This is a medium shot showing a group of Palestinians flock to the truck carrying drinkable water as they face the threat of hunger and thirst in Rafah, Gaza on December 11, 2023. At the centre we see the back of a young person with their hands raised. Abed Zagout/Anadolu
Palestinians rush to a truck carrying drinkable water in Rafah, southern Gaza, on 11 December 2023.

While there hasn’t been an official declaration, famine is already taking place in parts of the Gaza Strip, UN officials said this week. It has arrived with unprecedented speed, as Israel has laid total siege to the enclave for more than three months and carried out a massive bombing campaign that has destroyed much of the infrastructure needed to sustain life.

The deliberate starvation of civilians is a war crime, and the allegation that Israel is creating the risk of death from starvation in Gaza is central to the case being brought by South Africa at the International Court of Justice (ICJ) accusing Israel of genocide.

To better understand the hunger situation in Gaza, The New Humanitarian sat down with Alex de Waal, executive director of the World Peace Foundation at the Fletcher School of Law and Diplomacy at Tufts University in the US, and an expert of famine and humanitarian crises.

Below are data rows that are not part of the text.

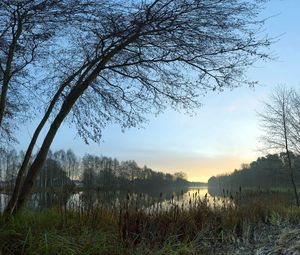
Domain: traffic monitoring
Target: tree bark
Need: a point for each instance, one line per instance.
(288, 153)
(70, 100)
(12, 202)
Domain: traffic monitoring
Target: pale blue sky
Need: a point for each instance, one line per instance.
(222, 134)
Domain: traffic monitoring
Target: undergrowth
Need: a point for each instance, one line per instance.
(198, 229)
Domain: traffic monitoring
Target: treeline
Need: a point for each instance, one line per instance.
(105, 173)
(266, 172)
(65, 169)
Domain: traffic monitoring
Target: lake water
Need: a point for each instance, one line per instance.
(149, 201)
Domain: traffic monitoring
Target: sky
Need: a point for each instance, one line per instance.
(220, 135)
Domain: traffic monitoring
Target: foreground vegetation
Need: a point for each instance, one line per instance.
(204, 227)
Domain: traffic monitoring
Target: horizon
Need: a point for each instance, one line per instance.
(221, 135)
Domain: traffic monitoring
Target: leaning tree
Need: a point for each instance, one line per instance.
(279, 121)
(120, 60)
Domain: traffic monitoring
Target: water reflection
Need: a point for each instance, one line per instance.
(149, 201)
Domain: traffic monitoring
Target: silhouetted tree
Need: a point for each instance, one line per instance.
(136, 58)
(276, 121)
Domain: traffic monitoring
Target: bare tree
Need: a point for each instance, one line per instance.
(279, 125)
(133, 58)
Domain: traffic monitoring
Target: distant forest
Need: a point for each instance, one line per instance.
(65, 169)
(266, 172)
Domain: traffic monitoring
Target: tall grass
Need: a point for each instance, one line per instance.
(195, 228)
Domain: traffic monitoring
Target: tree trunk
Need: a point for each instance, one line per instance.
(12, 202)
(288, 153)
(70, 100)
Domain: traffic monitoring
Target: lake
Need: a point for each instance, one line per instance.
(150, 200)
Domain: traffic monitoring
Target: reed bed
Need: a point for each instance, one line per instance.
(197, 226)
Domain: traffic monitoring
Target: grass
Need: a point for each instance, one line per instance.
(198, 230)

As starvation and deadly disease outbreaks spread, UN agencies are calling for a fundamental change in the amount of aid entering Gaza as well as increased access and safety guarantees from Israel to allow humanitarian activities to take place inside the territory.

But even if there is a massive increase in the amount of assistance entering Gaza, the dire conditions are “not something that can be turned around overnight”, de Waal said. And if the aid delivery and access situation isn’t soon reversed, “it won't be long before children, young children, start dying in large numbers of hunger and disease,” he added.

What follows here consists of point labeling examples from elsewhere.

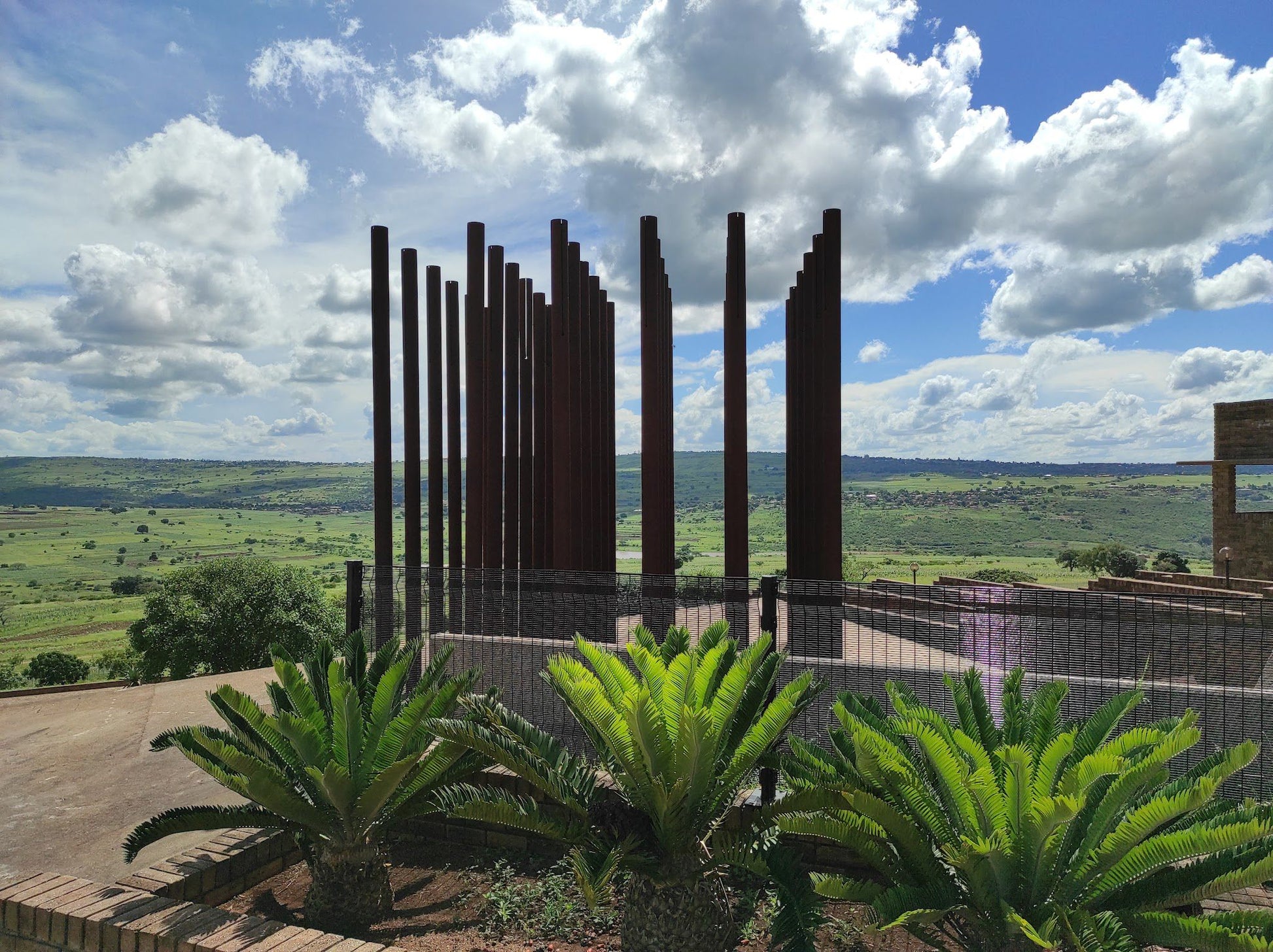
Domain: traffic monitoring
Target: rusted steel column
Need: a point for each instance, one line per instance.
(829, 438)
(382, 435)
(493, 405)
(656, 359)
(814, 371)
(413, 555)
(455, 470)
(433, 383)
(559, 406)
(526, 430)
(572, 424)
(515, 313)
(540, 391)
(790, 387)
(596, 447)
(612, 489)
(475, 352)
(735, 386)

What's different about the Gaza case is the speed and the comprehensiveness of that destruction. We have not seen a population reduced from a situation of stress to an acute extreme emergency on this scale in a matter of months.

A deal announced on 16 January – brokered by France and Qatar – will allow more humanitarian aid to enter Gaza in exchange for medicine for the estimated 136 Israeli and foreign hostages who continue to be held by Hamas, the Palestinian political and militant group that governs the enclave. The hostages were taken during the deadly raid into Israel by Hamas and other Palestinian armed groups on 7 October that precipitated the current war.

It is unclear how much aid will enter Gaza under the deal or how long it might last. Israel has only allowed a trickle of humanitarian assistance into the enclave since announcing the total siege on 9 October.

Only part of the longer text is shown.